Both of these reflections from experienced curriculum leaders highlight the many competing pressures and priorities at play in designing a course of study and making suitable text selections. The time and workload pressures placed upon teachers mean there is an increasing gulf between “being the kind of teacher they want to be, and the type of teacher they have time to be”. This time poverty means teaching the dominant text, with the extensive resources available through professional networks, is the logical choice. With an onslaught of systemic processes like textbook hire, a high stakes testing environment and workload demands working against teacher agency and creativity, it is little wonder that we retreat behind the canon, perpetuating a more monocultural narrative with reduced teacher autonomy. As a result of curriculum and systemic pressures, have we lost sight of the joy of reading?

Alison Bedford is a senior lecturer in history curriculum and pedagogy at the University of Souther Queensland. She provides supervision to students undertaking systematic and scoping literature reviews and is interested in the methods of discourse analysis in her own work. You can find her on LinkedIn and Threads.

Republish this article for free, online or in print, under Creative Commons licence.

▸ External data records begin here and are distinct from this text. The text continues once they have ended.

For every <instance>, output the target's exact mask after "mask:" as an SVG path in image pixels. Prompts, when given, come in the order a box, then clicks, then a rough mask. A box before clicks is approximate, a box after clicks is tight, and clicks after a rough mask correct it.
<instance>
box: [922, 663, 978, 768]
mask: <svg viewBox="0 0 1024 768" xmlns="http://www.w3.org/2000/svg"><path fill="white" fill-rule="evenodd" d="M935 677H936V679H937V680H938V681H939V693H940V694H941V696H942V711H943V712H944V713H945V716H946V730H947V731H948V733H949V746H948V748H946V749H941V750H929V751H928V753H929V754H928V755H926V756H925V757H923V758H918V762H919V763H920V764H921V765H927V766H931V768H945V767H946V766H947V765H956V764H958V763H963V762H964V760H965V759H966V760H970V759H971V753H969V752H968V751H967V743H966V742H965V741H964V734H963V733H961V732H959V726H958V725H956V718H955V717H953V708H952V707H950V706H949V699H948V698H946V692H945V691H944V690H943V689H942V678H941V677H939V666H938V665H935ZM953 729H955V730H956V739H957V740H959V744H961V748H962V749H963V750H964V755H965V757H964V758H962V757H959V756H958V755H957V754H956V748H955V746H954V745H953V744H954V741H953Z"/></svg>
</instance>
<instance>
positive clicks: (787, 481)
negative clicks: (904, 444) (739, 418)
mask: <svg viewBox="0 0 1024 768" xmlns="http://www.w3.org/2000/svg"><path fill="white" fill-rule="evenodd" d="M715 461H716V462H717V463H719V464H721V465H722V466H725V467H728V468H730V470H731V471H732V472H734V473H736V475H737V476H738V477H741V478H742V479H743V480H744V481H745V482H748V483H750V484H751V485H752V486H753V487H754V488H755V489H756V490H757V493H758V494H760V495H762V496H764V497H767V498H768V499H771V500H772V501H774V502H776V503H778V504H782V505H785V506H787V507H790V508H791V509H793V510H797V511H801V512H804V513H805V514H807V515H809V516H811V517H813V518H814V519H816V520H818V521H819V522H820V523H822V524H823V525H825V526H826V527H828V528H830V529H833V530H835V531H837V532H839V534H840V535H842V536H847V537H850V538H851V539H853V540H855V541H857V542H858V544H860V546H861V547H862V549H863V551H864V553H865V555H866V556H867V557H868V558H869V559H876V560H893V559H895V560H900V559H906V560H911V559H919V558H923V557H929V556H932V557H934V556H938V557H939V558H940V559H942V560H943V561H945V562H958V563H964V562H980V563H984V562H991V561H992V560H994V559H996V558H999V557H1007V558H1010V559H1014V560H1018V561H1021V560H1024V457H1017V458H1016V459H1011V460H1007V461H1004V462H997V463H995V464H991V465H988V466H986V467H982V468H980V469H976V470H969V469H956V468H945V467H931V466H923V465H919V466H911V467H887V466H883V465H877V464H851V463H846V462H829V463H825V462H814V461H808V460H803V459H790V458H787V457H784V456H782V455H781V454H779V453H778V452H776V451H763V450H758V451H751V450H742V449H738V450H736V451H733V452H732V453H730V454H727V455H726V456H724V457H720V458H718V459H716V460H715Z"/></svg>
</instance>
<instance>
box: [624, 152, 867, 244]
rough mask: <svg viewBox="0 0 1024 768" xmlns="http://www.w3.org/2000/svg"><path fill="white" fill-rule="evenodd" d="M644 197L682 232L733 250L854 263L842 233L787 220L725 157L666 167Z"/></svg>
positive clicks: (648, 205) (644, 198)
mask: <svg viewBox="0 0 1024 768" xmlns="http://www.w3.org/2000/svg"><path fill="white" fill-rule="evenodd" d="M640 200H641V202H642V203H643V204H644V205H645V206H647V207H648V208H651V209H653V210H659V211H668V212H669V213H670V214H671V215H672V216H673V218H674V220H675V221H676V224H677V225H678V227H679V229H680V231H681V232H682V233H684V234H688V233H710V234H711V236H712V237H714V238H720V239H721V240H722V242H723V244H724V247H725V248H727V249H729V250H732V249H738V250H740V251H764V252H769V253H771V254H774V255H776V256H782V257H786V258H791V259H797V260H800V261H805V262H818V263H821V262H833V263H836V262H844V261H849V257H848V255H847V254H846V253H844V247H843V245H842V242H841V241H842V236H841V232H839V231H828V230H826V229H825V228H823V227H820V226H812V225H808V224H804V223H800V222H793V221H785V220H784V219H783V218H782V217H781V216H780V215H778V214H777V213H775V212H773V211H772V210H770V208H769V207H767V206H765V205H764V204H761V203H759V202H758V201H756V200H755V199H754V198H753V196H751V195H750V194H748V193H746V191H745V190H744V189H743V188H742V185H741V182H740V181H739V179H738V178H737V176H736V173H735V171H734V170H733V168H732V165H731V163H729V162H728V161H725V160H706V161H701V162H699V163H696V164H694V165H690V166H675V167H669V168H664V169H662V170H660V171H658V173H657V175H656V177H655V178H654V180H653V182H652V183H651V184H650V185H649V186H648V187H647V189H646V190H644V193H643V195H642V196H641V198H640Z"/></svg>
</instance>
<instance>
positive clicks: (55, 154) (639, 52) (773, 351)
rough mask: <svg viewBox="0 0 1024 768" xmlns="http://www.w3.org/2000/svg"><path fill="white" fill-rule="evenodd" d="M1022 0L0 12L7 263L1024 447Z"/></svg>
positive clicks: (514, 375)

2 thoughts on “Toil and trouble: why time-poor teachers choose these texts today

  1. Dianne H says:

    A family member who is a secondary teacher told me recently that her school no longer even bothers with set novels, because they know that the students simply won’t read them – so they have movies to watch instead.
    Mind you I remember some of my fellow Year 12 students waaay back in 1984 who never read “Great Expectations” either – because the ABC had conveniently programmed a new BBC series and many of the students (mostly the boys) in my class watched that instead of reading the book!
    As for the final comment ” have we lost sight of the joy of reading?” – surely it is too late to worry about that by year 11 and 12? By then you are well and truly either reader or not. Encouraging the joy of reading and enjoying books needs to happen long before school starts. As a Primary teacher my aim was always to build a love of reading and books, so that children will be in bed, with a torch or begging to have a light on for a bit longer – because they just HAVE to finish the book/final chapter! But instead, I found that more often than not, the type of school ” home readers”; the way that reading is taught; and the number of schools that no longer have school librarians; and the number of class teachers who no longer read to their students but instead show a video of someone reading a book; results in many young children finding reading “a chore to be endured”. No wonder they do not want to read the unrelatable texts set in high school.

  2. Alison says:

    It’s a real challenge Dianne, and you are right that a love of reading should be encouraged from a young age. No matter which texts teachers select there will always be students who don’t enjoy that particular book, ans the systemic ans workload pressures further narrow the range of texts teachers go to. I am surprised to hear a school has removed novels as I think most senior curricula still require them. Thanks for taking the time to share your experiences.